Nacido en Nueva York en 1978, Ball es poeta y narrador. En las entrevistas se niega a considerarse un autor experimental, aunque muchos insistan en llamarlo así por el estilo de su prosa minimalista y funcional y por el modo en que concibe el objeto libro, como un espacio evocativo y revelador de la historia (las tipografías, los espacios en blanco, la disposición del texto son, según su punto de vista, modos de contar igual de poderosos que la historia en sí).
A pesar de ciertas comparaciones que se hicieron en los Estados Unidos, Toque de queda tiene muy poco de Thomas Pynchon y mucho, muchísimo, de Leo Perutz, y en especial de esa novela maravillosa titulada Mientras dan las nueve. Ball comparte con Perutz el estilo narrativo sobrio y exacto, y la concepción del argumento en su estado puro, hasta llegar a mostrar los andamios en los que está sujeto, pero sin afectación ni soberbia. Como Perutz, también sabe construir un lugar cuajado de una sensación apremiante de irrealidad, onírico y pesadillesco. La ciudad de C., donde transcurre Toque de queda, es como la Viena prebélica de Perutz, o como cualquier ciudad de la Europa de entreguerras, o como debió ser Moscú durante el estalinismo.

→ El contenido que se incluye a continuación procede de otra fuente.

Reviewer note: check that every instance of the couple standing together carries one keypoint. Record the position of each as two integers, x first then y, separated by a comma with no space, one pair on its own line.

William Drysdale y su hija Molly viven su vida sencilla en esa ciudad sin nombre, sometida a un régimen invisible y aterrador que liquida personas según unos criterios estrictos y a la vez arbitrarios. Antes de que este nuevo orden político prohibiera la música, William era violinista, ahora es redactor de epitafios. De modo que gran parte de la novela consiste en los hermosos epitafios que escribe para sus clientes y que expresan de un modo conciso y poético todo el desconsuelo y el vacío de esas gentes amenazadas por algo que no saben ni cómo nombrar.
¿Qué fuerzas malvadas son las que acechan a la humanidad? ¿A qué monstruos hay que temer? Ball no se detiene en dar respuesta a ninguna de estas preguntas. Su ciudad inventada y su régimen de mentira pero posible no nos deparan ninguna verdad final, ninguna salvación, ningún acto justiciero. La historia vuelve una y otra vez al punto de partida, en un giro absurdo, beckettiano. Nadie viene, nadie va, nada ocurre. “Mañana nos ahorcaremos. A no ser que venga Godot”, dice Vladimir en Esperando a Godot. Y así, de un modo parecido, es como cierra la novela de Jesse Ball. En la espera infinita. Dejándonos suspendidos, aguardando la salvación.